Multinationals often transfer payments, such as interest or royalties, to their affiliates in low-tax jurisdictions to maximize deductions and minimize tax bills. Instead of applying the new BEAT, or base erosion and anti-abuse tax, to the entire payment, firms will only have to pay the tax on a portion of it, according to regulations proposed by the IRS Thursday.

President Donald Trump’s overhaul included the complicated BEAT provision, which was seen as particularly onerous for banks since they face a higher rate than other multinationals. Banks are also more service-oriented, so don’t qualify for some of the benefits that businesses with factories and machinery can use to minimize their BEAT. HSBC Holdings Plc, Mizuho Financial Group Inc. and Deutsche Bank AG have disclosed they’re likely to be affected by the new levy.

The BEAT rate is 5 percent this year, before increasing to 10 percent from 2019 to 2025. After that, it tops out at 12.5 percent. For banks and securities dealers, the rates are one percentage point higher.

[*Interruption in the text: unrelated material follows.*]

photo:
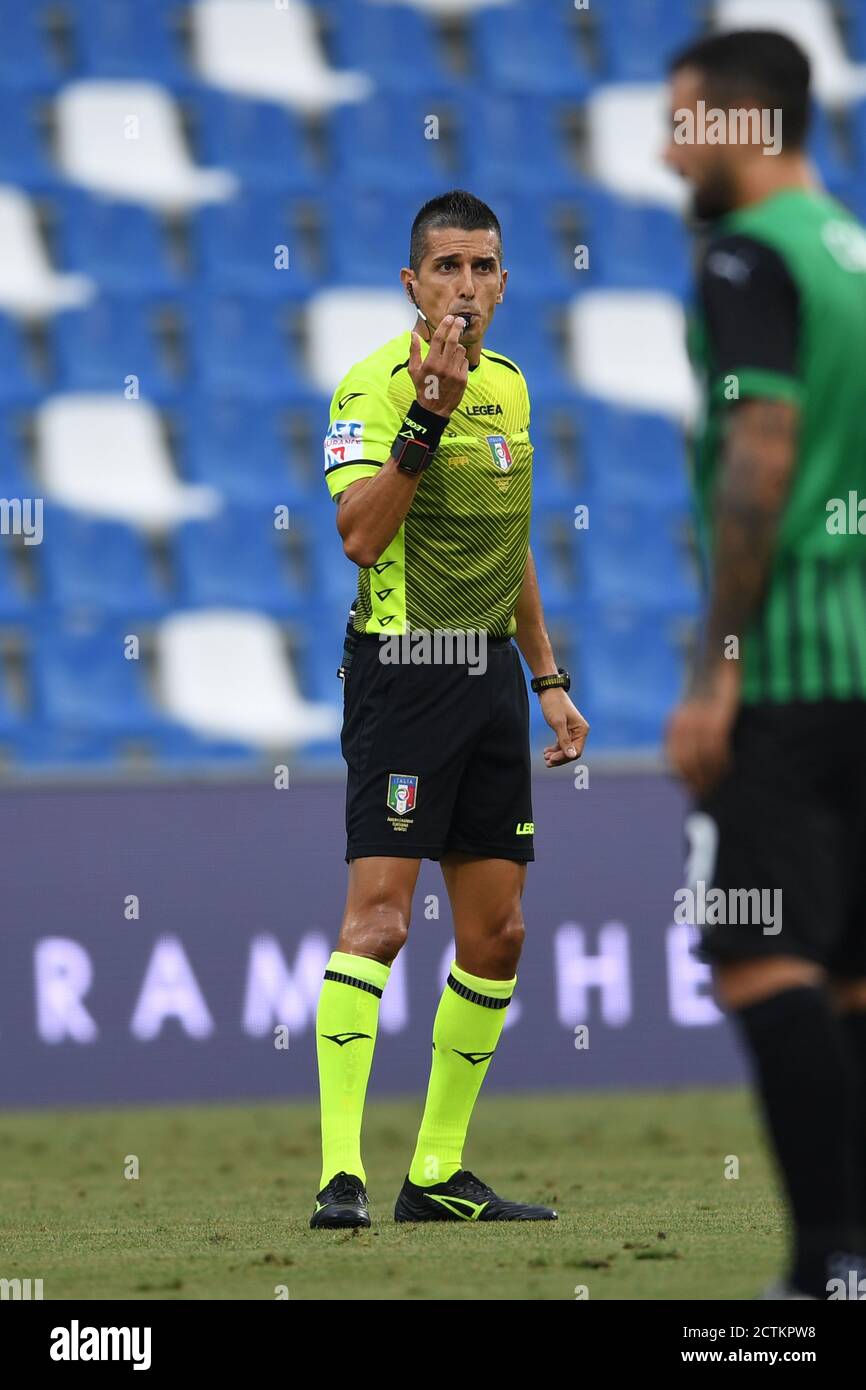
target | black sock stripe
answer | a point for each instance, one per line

The levy serves as a parallel tax system, where companies calculate their potential tax liabilities two ways: under the BEAT, which offers a lower rate applied to more income, and the U.S. corporate rate, which is 21 percent and has narrower applicability. Then they pay whichever is higher.

Post-Crisis Requirement

The tax overhaul slashed the corporate rate to 21 percent from 35 percent, and shifted the U.S. to a system of taxing its companies on their domestic profits only. Those changes required guardrails -- like BEAT and the tax on Gilti, or global intangible low-tax income -- to ensure multinationals pay at least something on their future overseas profits.

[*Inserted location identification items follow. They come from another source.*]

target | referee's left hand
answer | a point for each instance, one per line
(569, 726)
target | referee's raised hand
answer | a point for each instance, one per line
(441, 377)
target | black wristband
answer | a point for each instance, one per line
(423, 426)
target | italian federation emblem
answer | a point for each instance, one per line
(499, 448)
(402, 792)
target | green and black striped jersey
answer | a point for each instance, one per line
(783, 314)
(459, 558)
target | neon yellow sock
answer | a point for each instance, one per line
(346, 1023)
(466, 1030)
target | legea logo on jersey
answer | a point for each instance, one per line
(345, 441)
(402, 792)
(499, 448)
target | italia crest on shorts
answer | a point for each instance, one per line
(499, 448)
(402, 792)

Corporations have been confused since the bill was signed into law about how broadly the tax would apply, according to Jose Murillo, leader of the International Tax Services practice at accounting firm Ernst & Young.

The rules are a relief to many large businesses that had received conflicting signals from lawmakers and Treasury officials in charge of writing the regulations about whether the BEAT would apply to the total amount of the service payment or just the additional cost of what the offshore affiliate is charging for the service.

The IRS move “clearly represents the better reading of the statute,” said David Noren, a partner at law firm McDermott Will & Emery.

The IRS proposal also addressed how BEAT interacts with a post-financial crisis requirement for banks to hold more long-term debt. Non-U.S. banks that have certain U.S. units were concerned that the requirement could mean that the interest paid on that debt would be subject to the BEAT. The agency said those payments are exempt and won’t be taken into account for BEAT liabilities.

The BEAT is estimated to raise $149.6 billion over a decade, according to the congressional non-partisan Joint Committee on Taxation. The tax applies to companies with revenue of at least $500 million and that have at least 3 percent of their tax deductions tied to offshore payments, or 2 percent for many financial services firms.

Arlene Fitzpatrick, a principal in EY’s national tax unit, said the regulations would allow foreign companies to exclude so-called effectively-connected income, which is generated from doing business within the U.S., from American units when calculating the tax. Back office operations and other services would also be excluded, she said.

Fitzpatrick, a former attorney adviser in the Treasury Department’s Office of Tax Policy, added that the rules were favorable for companies with net operating losses in previous years.